Graduates can be found in high-level jobs regionally and nationally: a media president in New York; a renowned Tucson oncologist; attorneys and judges; local activists; entrepreneurs, artists, and more.

There are 368 students and 60 faculty at the school. When Sherrill started in 2013, the school was named St. Gregory College Preparatory School. A year later, the name was changed to The Gregory School. The school added a fifth grade to the student body in Sherrill’s second year.

“The school is a treasure – and getting national recognition for its excellence,” said Jennifer Lee Carrell, VP of The Gregory School’s board of trustees. “TGS is thriving as a dynamic and adventurous place and as a school with an emphasis on community and kindness.” 

“I’m very proud to be a part of the school and to see the school really thriving under Dr. Sherrill,” Messing added. “I think Dr. Sherrill is really looking ahead to the next 10 years.” 

Messing cited increased enrollment and a waiting list as proof of the school’s continuing success.

As a student at the school, she said the focus on critical thinking and intellectual curiosity prepared her well for the real world.

“We’re thinking of the holistic experience of the child,” she said. “We’re educating the whole child.”

The Gregory School curriculum has students taking six to eight courses over a four-day week. Friday Exploration classes end the school week.

Friday Exploration courses allow students to dig deep into a subject that matters to them, or even get into something completely different that interests them. Teachers can also get more creative by bringing in guest speakers, having extended labs and arranging off-campus excursions and field study.

Friday Explorations are like a regular class day but focused on the subject matter the student chooses.

Messing believes the school is poised for even more success.

“Now that we’ve taken off the COVID lens, we can look forward to the 50th (anniversary),” Messing said. “I think we are beautifully positioned to thrive and excel.”

Messing attended The Gregory School starting in ninth grade. She graduated in 1988, and her son, Drew, graduated in May 2021. Drew is now a Stanford University sophomore majoring in political science. She said they are the first parent and child graduates of The Gregory School. Her daughter, Lily, is a junior there.

Carrell and her husband John Helebolt’s15-year-old daughter, Jasmine, is currently in ninth grade at The Gregory School.  “When we looked at middle schools, my husband and I wanted a school with smaller classes – and therefore more individual attention.”

At first, Jasmine wasn’t on board with the idea, Carrell said, mainly because her friends were headed to other schools.

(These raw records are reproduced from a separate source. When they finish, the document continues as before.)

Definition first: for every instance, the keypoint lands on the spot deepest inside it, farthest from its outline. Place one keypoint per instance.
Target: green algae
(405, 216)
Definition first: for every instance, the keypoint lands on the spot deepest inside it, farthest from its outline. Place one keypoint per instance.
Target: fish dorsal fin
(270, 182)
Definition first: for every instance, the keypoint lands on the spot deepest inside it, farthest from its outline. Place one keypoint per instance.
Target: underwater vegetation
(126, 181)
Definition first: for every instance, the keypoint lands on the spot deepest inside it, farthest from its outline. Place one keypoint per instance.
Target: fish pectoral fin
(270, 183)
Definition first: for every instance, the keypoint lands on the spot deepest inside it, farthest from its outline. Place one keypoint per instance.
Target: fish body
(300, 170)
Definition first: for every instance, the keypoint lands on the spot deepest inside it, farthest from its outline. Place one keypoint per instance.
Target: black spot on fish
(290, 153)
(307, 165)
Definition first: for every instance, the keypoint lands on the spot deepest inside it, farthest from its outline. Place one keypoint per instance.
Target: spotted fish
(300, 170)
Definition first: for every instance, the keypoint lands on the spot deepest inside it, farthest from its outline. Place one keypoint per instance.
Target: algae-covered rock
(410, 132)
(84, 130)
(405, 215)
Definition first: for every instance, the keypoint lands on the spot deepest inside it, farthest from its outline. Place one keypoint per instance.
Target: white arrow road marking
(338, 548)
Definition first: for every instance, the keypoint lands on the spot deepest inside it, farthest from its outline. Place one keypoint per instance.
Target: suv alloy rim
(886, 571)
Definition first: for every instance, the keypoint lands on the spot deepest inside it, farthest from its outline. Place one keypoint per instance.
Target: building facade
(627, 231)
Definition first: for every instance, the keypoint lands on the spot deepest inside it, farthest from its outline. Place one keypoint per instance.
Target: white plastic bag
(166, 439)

“Then she visited TGS on one of the prospective-student tours,” Carrell said. “Afterward, we had not yet even reached the car when she announced that The Gregory School was where she wanted to be. She loved the people she’d met. She loved what she’d heard about classes and activities. She loved the place. And that was that.

“She’s come home talking about Shakespeare, civil rights and modern art,” Carrell said. “Even better – she’s put some of that learning into effect and tried her hand at acting, at participating in a women’s rights-oriented club, in making modern art. As a beginner, she was able to try volleyball by being part of the school’s team, and has learned how to play and to love both the sport and the competition.”

But Carrell, who holds degrees from Stanford, Oxford and Harvard universities, is most impressed with The Gregory School’s faculty.

“The teachers are first-rate,” Carrell said. “They’re some of the best, most dedicated and creative teachers that I’ve encountered anywhere. I’ve taught both high school and university classes and have some idea of what it takes to design and deliver interesting courses – and the faculty at The Gregory School is, frankly, superlative, as good or better than faculty I’ve encountered at elite universities.” 

Sherrill summed up The Gregory School experience for most students.

“Students receive individualized attention from faculty, and they develop relationships with each other and with faculty that last a lifetime,” Sherrill said. “We’re confident that our graduates will contribute meaningfully to our community.”